Red & White was the THC operator but of course had been independent up to 1948. The initial involvement on this route was a brief venture in the 'twenties by Gough's Garage Co. of Mountain Ash, a company which was taken over by Red & White in 1936 (by which time they were known as Gough's Welsh Motorways), however they only ran until 1926 and it was a service operated by Imperial of Abercynon that was also taken over by Red & White in 1936.
It was when Red & White requested to transfer the Imperial licence that Pontypridd Urban District Council raised a counter-proposal. The deliberations were protracted but the conclusion was that in 1938 Red & White got their licence, Pontypridd got the powers to run to Ynysybwl under section 101 of the 1930 Road Traffic Act (as Ynysybwl was outside their district) but not a licence to do so. Pontypridd applied again in 1947 and this time they were granted a licence, along with Rhondda and Red & White.
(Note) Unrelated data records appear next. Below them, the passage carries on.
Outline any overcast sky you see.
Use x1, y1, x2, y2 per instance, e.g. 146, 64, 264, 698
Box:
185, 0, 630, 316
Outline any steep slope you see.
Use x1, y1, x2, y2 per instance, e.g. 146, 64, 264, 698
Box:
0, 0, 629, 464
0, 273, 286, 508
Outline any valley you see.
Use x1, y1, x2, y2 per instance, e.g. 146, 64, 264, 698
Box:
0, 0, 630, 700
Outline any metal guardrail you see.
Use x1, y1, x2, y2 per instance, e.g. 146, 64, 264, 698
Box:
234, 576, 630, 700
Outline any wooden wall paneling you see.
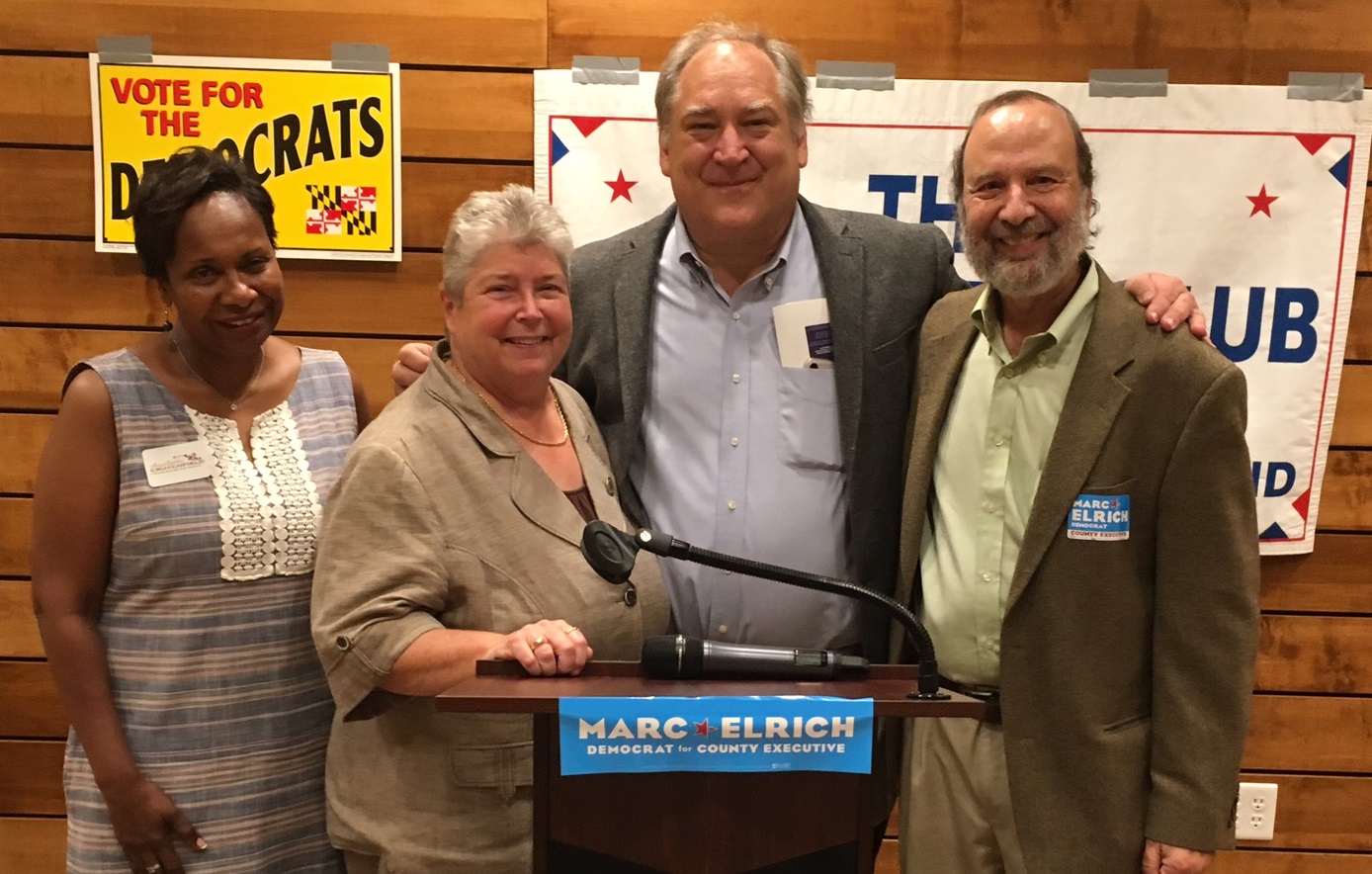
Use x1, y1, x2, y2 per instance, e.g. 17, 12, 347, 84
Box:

Each operator had their own way of working the service and I will deal with them individually. The service certainly provided variety of vehicles and for several years the afternoon service would be worked by a Bristol Lodekka, an AEC Regent and a Guy Arab.
Rhondda allocated a vehicle specifically to the service and this was certainly a double-decker for many years. This meant crews having to travel to and from Porth where the Rhondda depot was.
Red & White worked the service from Aberdare but at the time this route was at its busiest there wasn’t a way out of the Cynon Valley for double-deckers at the south end and the fleet at Aberdare was all single-deck. The double-deck workings were therefore from Cardiff depot until the roadway under the bridge at Abercynon on what is now the B4275 was lowered, following which operation was concentrated on Aberdare depot.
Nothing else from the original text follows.